Harvesting is nowadays done at break-neck speed, with the combine sending as much as 60 tonnes of wheat per hour back to the farm on grain trailers.  The weather window was long enough for us to carry right through both varieties of wheat and the barley without drawing breath, making for a very hectic bank holiday weekend, but some nice full sheds to show for it in the end.    
Most of the wheat we have moved so far has gone off to Weetabix, and we are grateful that the crop managed to hold onto its quality through those wet weeks of August.  That said, a few loads have gone to Gilbertson & Page in Welwyn to be turned into dog biscuits!  The barley has all been accepted for malting, either for brewing or distilling for whisky. The 90 or so acres of linseed were rather disappointing, partly because we had to destroy areas which were riddled with black grass.

From now until Christmas we will be loading a stream of grain lorries. Each load has its “passport”, not only to ensure traceability for the purchaser, but also to check that everything is properly accounted for our end. Some forty years ago, before the days of farm assurance, a lorry load of wheat once went missing!  It was eventually tracked down and paid for, but thereafter we started recording the index number of the lorry and the driver’s name.

As usual all the wheat straw was shredded and incorporated into the soil, to return the nutrients. The barley straw was baled and sold to a neighbouring farmer, again a very fast job, much of the work being done at night.  This will be transported down to Devon where it will be used as bedding for cattle. 

Land work goes on apace for the 2020 harvest. The oilseed rape was drilled over the bank holiday, but has found it difficult to get away, probably because of the current lack of rainfall.  This has meant that the plants were unable to establish themselves strongly enough to resist attack, and some fields, particularly overlooking the Gade Valley, have been devastated by cabbage stem flea beetle and will have to be written off.  The ground for the wheat and barley crops for next year has been cultivated and is awaiting planting in a couple of weeks or so. 

We save some of our wheat as seed for the following harvest, so today we had a visit from a large seed cleaner-dresser machine. Wheat is fed in one end from a trailer, which is constantly re-filled by the JCB loader; good seed is bagged from chutes at the side, while the chaff and extraneous material feeds into another trailer.

Some twenty-five years ago, when there was still a dairy herd at the Home Farm, new cattle cubicles were installed in one of the barns.  The old concrete base had to be broken up and the lumps were spread at the top of Parson’s Hill. Last week we hired in a concrete crusher, a huge tracked machine which was able to break these lumps into a material of a practical size, which can be used for repairing farm roads.

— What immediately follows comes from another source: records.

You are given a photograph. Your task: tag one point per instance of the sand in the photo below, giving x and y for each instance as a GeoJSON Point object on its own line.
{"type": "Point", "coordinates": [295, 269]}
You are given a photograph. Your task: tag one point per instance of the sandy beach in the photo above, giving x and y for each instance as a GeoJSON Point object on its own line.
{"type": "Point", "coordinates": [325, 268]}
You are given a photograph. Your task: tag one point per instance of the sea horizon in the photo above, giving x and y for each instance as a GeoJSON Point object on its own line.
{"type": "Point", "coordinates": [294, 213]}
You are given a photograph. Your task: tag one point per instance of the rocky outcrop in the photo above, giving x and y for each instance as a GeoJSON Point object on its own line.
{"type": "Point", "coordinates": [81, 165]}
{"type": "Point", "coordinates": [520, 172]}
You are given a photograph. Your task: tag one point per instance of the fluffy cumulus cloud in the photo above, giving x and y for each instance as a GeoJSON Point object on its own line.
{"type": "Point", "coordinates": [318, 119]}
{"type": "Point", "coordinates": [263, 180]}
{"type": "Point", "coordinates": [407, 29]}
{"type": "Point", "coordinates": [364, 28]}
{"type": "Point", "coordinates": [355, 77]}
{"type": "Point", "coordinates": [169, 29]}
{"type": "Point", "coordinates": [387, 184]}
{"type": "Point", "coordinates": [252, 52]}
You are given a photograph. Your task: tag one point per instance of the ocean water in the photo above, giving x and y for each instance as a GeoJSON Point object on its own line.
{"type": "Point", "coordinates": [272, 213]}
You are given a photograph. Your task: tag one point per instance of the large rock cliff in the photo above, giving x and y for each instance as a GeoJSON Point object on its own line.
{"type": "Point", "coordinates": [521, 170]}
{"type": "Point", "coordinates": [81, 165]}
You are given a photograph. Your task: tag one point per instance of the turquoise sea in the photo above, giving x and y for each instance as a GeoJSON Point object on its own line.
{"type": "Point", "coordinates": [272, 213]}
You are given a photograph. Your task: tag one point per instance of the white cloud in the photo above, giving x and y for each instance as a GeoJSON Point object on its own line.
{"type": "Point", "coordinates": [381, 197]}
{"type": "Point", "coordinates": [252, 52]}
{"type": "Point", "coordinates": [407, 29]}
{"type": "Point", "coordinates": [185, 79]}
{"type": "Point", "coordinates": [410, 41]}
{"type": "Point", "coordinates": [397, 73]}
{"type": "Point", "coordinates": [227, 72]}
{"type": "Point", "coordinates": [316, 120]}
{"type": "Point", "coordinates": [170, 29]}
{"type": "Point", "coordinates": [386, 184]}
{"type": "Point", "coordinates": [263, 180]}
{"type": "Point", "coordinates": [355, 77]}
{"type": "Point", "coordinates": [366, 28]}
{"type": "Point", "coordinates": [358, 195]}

The work in High Park Wood has still not begun, as the contractors are gradually moving westwards from East Anglia. We understand that they have now reached Bedfordshire, so they shouldn’t be too long!
Following harvest, the annual deer count was undertaken over the whole estate, and deer culling has resumed around the woods. As I have mentioned previously, a lot of damage was done in the spring to the newly planted trees in Big Wood.

The summer season for Park and Ride events finished with the Grand Finale of the Charity Ride, in which around seventy riders took part. We shall soon be having our annual meeting to discuss future plans for the ride.